“Benim hikâyem, 'rüzgârın' hemen hemen hiç kesilmediği dünyama oldukça uzak bu diyarda 'yok hükmünü' vuruncaya değin devam etti. Hayat yolculuğumun sonuna geldiğimi artık daha derinden anlamaya başlayınca hükümsüz kılındığım noktalar da beynimi fazlasıyla aşındırmaya başladı."
Eşini kaybettikten sonra yıllarca kendini bulamamış, en yakınlarıyla arasına mesafe koymuş Galip; tam aradığı huzur ortamına kavuştuğunu düşündüğünde kanser olduğunu öğrenir.
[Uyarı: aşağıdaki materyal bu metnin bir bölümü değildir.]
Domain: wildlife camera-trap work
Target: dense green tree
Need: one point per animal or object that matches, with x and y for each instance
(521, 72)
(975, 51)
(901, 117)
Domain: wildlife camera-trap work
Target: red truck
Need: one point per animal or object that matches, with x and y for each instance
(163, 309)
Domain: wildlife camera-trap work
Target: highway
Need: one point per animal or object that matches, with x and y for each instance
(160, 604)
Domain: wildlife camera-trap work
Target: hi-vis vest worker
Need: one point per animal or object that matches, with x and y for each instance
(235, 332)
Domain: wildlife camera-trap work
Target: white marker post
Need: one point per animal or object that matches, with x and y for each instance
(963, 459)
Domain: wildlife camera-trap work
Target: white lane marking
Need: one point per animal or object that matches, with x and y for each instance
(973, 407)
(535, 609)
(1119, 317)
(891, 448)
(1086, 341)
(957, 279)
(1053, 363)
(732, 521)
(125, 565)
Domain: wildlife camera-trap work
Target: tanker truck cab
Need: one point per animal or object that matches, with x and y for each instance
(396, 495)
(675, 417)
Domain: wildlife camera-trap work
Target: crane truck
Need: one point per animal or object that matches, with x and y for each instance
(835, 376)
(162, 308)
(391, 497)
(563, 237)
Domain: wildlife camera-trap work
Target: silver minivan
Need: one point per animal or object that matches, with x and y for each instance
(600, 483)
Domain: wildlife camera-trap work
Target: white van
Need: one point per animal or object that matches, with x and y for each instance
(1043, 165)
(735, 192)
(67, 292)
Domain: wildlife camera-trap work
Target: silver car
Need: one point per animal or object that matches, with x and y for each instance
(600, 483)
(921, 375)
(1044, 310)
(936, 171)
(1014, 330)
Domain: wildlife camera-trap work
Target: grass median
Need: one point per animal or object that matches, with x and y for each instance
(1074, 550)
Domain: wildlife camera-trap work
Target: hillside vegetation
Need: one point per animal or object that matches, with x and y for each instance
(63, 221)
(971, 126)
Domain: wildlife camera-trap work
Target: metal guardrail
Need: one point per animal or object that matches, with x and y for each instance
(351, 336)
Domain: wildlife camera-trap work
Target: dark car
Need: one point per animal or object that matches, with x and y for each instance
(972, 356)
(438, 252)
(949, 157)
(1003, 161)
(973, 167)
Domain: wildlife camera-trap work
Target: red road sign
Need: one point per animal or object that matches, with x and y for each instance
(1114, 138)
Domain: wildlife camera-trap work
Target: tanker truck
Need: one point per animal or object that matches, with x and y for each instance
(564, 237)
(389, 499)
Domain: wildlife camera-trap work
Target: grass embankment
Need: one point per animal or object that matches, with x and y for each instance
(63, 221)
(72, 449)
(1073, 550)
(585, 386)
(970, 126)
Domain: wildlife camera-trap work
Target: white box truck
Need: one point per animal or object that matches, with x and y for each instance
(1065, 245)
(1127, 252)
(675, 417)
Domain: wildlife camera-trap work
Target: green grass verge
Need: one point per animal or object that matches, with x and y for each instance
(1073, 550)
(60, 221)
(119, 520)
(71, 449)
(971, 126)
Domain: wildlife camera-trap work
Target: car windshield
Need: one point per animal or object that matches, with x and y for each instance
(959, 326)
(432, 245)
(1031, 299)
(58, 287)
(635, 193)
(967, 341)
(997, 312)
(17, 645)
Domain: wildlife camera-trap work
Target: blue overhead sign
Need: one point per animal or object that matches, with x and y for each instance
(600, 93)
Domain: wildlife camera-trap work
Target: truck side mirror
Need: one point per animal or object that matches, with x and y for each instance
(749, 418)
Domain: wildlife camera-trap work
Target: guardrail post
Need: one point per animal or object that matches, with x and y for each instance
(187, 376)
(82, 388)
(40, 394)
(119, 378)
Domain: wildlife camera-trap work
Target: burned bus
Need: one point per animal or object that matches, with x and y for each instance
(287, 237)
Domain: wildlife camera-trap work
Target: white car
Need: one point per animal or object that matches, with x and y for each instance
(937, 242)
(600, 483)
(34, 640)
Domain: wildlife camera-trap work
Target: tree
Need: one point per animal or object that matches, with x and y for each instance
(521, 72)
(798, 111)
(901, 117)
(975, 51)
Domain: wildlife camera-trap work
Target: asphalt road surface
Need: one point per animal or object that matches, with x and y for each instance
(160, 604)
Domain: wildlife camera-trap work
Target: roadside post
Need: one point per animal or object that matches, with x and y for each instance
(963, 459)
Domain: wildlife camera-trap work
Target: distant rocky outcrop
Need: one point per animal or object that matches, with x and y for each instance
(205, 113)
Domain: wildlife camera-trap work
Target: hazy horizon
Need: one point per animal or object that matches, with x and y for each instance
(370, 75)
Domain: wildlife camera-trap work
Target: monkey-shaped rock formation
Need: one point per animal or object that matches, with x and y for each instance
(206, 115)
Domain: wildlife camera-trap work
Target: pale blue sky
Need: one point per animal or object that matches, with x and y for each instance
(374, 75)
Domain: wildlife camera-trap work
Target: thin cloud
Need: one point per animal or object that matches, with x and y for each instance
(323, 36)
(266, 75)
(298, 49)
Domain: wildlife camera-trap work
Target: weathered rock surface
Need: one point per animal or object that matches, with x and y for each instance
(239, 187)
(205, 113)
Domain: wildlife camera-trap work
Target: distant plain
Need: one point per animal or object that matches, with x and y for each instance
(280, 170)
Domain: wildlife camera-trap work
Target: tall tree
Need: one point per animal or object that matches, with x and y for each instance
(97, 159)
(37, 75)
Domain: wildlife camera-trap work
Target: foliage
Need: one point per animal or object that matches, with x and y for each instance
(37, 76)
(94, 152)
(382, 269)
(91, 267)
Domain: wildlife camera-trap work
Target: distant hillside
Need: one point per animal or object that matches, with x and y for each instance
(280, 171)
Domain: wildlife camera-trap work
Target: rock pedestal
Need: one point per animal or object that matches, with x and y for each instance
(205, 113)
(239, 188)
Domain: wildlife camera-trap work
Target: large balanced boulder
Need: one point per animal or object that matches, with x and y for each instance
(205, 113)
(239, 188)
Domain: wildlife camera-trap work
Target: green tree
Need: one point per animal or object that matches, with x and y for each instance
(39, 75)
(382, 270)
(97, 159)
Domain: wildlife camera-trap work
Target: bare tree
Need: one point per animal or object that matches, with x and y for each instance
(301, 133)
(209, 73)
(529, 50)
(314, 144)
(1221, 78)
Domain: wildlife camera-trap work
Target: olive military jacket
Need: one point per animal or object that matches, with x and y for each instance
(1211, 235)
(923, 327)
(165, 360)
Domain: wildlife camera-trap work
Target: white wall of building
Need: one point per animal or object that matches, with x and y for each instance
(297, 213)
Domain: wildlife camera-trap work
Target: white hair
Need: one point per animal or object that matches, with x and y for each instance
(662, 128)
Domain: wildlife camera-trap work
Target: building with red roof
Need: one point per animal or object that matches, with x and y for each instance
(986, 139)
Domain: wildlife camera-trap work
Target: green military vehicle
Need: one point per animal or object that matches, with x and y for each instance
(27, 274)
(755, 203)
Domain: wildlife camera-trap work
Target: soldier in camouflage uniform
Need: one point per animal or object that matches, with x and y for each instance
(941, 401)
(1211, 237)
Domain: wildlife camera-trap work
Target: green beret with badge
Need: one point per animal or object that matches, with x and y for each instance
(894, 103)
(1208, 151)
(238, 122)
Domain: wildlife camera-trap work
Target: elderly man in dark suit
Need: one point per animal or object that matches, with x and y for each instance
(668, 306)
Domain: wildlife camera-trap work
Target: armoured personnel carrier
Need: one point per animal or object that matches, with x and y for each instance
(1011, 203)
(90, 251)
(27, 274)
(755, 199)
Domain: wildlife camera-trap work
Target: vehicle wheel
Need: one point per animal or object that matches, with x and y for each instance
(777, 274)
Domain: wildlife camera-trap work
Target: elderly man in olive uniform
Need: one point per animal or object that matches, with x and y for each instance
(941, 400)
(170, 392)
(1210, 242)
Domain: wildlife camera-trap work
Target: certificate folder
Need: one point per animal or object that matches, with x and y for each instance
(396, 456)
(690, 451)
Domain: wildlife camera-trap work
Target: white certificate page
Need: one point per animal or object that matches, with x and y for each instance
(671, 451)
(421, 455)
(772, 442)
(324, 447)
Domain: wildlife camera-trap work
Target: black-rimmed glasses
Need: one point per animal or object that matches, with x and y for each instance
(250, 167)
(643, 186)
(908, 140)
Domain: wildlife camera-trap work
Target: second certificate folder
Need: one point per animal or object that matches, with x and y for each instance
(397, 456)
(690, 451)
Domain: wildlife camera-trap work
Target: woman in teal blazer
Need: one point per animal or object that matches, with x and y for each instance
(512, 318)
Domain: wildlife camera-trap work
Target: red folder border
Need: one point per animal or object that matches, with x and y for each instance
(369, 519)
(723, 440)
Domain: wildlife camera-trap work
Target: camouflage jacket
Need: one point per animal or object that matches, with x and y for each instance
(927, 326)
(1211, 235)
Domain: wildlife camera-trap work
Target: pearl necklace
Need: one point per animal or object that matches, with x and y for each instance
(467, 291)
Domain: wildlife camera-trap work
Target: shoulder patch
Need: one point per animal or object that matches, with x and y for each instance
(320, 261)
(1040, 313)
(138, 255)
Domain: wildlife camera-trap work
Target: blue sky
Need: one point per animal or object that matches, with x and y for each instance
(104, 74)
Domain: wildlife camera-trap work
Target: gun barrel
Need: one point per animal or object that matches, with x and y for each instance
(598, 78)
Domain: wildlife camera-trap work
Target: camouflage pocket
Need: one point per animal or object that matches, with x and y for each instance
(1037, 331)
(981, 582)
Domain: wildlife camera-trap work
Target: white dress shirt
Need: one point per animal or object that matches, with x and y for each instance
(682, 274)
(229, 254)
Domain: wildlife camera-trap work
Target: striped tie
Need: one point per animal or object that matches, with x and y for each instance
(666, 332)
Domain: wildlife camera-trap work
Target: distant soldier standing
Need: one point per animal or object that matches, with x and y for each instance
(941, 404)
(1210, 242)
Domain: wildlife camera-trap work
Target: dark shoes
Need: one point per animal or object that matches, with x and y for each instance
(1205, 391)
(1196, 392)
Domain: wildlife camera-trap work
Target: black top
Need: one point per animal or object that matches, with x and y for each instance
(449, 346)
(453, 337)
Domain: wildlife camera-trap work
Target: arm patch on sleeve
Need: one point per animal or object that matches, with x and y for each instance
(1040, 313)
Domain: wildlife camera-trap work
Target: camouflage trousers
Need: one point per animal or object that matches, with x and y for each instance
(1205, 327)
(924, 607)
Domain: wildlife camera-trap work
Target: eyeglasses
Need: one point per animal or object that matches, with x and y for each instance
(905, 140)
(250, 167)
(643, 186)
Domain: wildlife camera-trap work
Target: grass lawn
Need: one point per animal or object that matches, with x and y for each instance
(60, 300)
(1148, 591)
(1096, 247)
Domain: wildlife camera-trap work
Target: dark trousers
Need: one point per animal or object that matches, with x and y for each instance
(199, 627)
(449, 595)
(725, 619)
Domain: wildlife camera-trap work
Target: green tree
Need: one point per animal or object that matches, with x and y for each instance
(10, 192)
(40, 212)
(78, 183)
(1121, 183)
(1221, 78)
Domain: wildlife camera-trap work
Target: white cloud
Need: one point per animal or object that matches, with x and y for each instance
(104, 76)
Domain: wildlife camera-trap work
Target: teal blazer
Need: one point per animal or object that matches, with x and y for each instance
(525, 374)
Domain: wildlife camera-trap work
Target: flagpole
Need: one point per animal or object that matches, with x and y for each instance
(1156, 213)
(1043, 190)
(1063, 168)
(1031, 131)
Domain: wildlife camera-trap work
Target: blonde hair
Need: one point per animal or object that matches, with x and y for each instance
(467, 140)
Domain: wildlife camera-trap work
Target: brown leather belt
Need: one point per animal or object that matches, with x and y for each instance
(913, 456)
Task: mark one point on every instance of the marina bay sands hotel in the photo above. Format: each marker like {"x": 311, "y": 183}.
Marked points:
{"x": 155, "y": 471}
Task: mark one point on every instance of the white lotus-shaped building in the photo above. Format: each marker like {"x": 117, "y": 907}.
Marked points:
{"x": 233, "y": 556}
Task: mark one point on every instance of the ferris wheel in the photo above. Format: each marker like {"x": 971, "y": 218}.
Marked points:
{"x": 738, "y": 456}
Galip’in gözüyle ilerleyen roman; aynı paralelde onun ve ikinci karakter olarak oluşturulan Fatma’nın çevresindeki Nihan, Nihal, Hüseyin, Eren, Deren, Onur Bey’in de izini sürer.
İki farklı anlatıcı ve bakış açısıyla anlatım derinliği…
Galip’in iç dünyasından bağımsız küçük insanların dar bir çevredeki iç dünyası…
İnsanın iç ve dış mücadelesi, bir cinayetin vicdan muhasebesi, karşılık bulmayan sevgiler, tükenmiş umutlar, kesişen ve ayrılan yollar…
“Her yer karardı birden. Göğün derinliklerinden çığlık çığlığa yabancı kuşlar sökün etti. Her biri üzerime hücum ediyor, etimi didik didik yontmak için hamleler yapıyor. Üzerinde yattığım toprak kaynamaya başlamış, adeta ölüm kusan bir kaynar bataklığa dönmüş. Ruhumu ayırıyorum canımdan ve yükselip kendime bakıyorum.”